Your question actually reminded me of an older thread in which @petermc and @Haioken (among others) had an interesting discussion about “health” metrics and some example scripts as well… I haven’t tried it myself, but it may be worth a read:
As can be seen their are, admittedly brief, tooltip directions to achieve a number of things, but again this is much in need of some Web-UI development so that we instead have this option under an advanced tab on a page that otherwise presents sane defaults and some nice schedule options etc. Or it may be that we should have configuration here and scheduling as an option in our System - Schedule section. But as always these things are often more complex than they at first appear. A read of the tooltip suggested man page expands on what is possible.
Basically once you’ve digested what is possible you can forumulate a config line or two and paste it into that box. As I say - underdeveloped on Rockstor’s part and I’ve been meaning to get to improving this for some time now.
Also note that the indicted config file has a wealth of example options so that’s also worth a read. This system is what most scheduled S.M.A.R.T drive test systems are ultimately based on.

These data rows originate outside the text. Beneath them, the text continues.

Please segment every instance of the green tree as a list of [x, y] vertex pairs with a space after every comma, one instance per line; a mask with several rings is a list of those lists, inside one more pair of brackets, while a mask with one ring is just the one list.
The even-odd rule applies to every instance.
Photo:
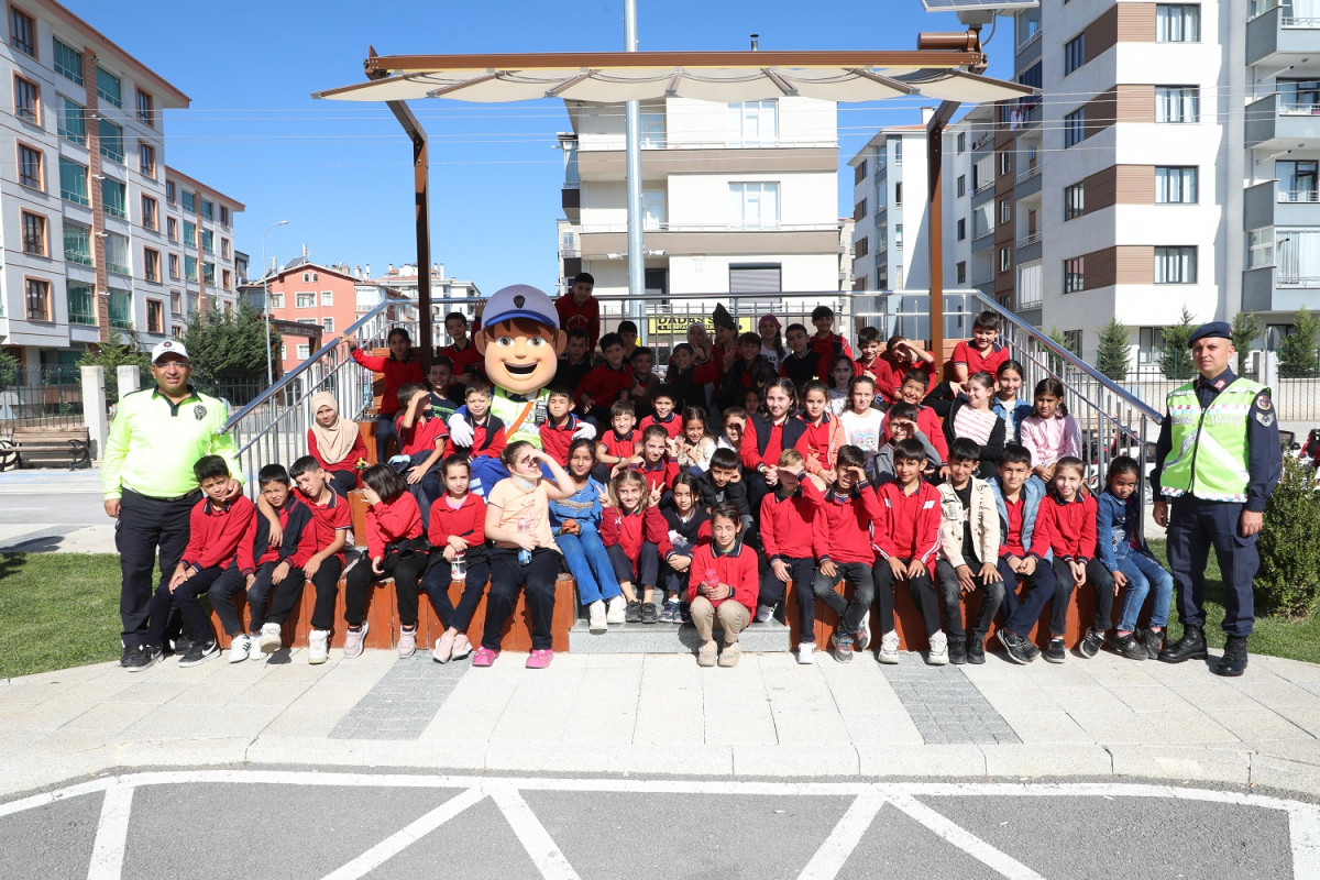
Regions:
[[1233, 315], [1233, 347], [1238, 350], [1237, 373], [1246, 373], [1246, 356], [1251, 354], [1251, 346], [1261, 334], [1265, 332], [1265, 323], [1251, 311], [1239, 311]]
[[1279, 375], [1305, 379], [1316, 375], [1316, 335], [1320, 313], [1298, 309], [1292, 315], [1292, 332], [1279, 340]]
[[1183, 315], [1176, 325], [1164, 327], [1164, 344], [1159, 350], [1159, 368], [1170, 379], [1185, 380], [1196, 375], [1192, 367], [1192, 334], [1196, 332], [1196, 315], [1183, 306]]
[[1118, 318], [1110, 318], [1109, 323], [1100, 329], [1097, 344], [1096, 369], [1114, 381], [1125, 381], [1133, 356], [1133, 339], [1127, 325], [1121, 323]]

Once configured it’s pretty good, it’s just that config part that’s the problem really.
Hope that helps.
Note to those involved in the openSUSE migration effort (@Flox namely here); I’m pretty sure the location of that config file, and/or others related to smartmontools is not shared between CentOS and openSUSE so we have additional work to do on that front. @Flox feel free to update our Wiki on this accordingly if you fancy.
But @Flox and @doenietzomoeilijk suggestions are pretty much the rest of it currently. We do hope to build in a full pre configured log analyser / reporter later but as always we are having to go bit by bit.
If you could share what ever config you end up finding works for you that would be appreciated as it all help with how we might, in the future, set up such things by default.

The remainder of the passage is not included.